Dirty Jobs At The Gates Of Dell: CES Keynote Analysis.

Todd Bishop has an interesting analysis of Bill Gates, Steve Jobs, and Michael Dell's keynotes up, using Tag Clouds and textual analysis. I think a glance at the tags is pretty revealing of the differences between Apple and Microsoft. The biggest tag in Job's cloud is "Phone" followed by "iphone" and "ipod". Clearly Steve's keynote was very focused on the ipodination of the consumer electronics market. Bill Gate's biggest tags are "great" and "devices" ("windows" and "vista" seem to come in third and fourth respectively).

I find it interesting that one of Bill's biggest tags is an adjective, whereas Steve's is a product. While Bill's keynote may have been less focused than Steve's, Apple's head salesman's highest ranking adjective (which is also great) is somewhere around fourth place. See, a lot of people think Bill's keynotes are boring compared to Steve's; and for the most part they're right. It's the same way that a cool cell phone commercial with the latest teeny popper hit is more exciting than the Discovery Channel. Steve Job's Keynote is nothing more than an advertisement for the ipod and the iphone. Bill Gate's Keynote is more about a vision, the way Microsoft would like the world to be. A lot of "Great Devices" powered by "Windows Vista". I think Bill has a far grander vision than Steve. Steve is just better at packaging his product.

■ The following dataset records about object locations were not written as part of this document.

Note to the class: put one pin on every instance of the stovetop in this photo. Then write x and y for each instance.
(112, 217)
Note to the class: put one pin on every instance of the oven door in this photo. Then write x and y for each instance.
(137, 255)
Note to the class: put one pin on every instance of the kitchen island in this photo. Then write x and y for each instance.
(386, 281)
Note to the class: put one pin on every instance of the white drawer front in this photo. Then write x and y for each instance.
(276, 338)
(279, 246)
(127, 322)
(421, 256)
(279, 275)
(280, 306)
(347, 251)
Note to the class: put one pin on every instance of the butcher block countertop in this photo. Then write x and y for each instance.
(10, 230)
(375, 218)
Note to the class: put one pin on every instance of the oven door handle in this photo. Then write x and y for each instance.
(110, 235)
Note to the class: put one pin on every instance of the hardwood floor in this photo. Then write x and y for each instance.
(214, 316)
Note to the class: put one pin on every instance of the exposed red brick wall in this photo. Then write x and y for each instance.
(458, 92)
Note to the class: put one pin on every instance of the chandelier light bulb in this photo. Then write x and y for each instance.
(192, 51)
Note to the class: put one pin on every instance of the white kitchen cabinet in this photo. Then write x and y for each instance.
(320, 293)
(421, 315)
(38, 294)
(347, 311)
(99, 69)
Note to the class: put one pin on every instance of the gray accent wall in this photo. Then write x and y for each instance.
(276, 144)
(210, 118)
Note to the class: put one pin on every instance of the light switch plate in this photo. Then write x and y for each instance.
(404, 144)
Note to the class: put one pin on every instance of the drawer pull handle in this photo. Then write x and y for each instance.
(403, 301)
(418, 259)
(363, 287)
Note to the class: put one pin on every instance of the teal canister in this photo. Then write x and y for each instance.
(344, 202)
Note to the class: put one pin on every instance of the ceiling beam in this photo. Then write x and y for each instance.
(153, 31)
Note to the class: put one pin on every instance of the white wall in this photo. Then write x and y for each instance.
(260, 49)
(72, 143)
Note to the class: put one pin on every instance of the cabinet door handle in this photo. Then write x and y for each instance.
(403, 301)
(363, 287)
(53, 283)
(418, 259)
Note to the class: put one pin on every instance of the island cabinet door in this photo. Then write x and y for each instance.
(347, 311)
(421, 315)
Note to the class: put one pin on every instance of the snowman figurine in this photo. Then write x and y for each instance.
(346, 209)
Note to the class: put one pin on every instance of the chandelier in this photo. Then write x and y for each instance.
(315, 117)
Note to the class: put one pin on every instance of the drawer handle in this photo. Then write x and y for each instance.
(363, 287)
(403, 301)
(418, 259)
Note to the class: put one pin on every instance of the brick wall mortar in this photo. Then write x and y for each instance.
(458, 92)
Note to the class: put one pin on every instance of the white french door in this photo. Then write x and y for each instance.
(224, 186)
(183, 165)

As for Michael Dell... his biggest tags seemed to be gaming, home, online, great. So he's interested in "Great Home Gaming Online" it would seem. Honestly I haven't listened to Dell's keynote so I don't feel qualified to post any opinion, anyone out there that does?



***Edited: 1/15/07@10:30pm*** Figured since I made Scoble's Shared Items, I should make my post make sense. :)

2 comments:

Anonymous said...

my question is should it be then or should you have used than. It is very difficult to read text that was translated from another language.

Michael.NET said...

I should I have used "than". "Then" refers to order in time, not comparisons. Thanks for pointing it out, I updated the post!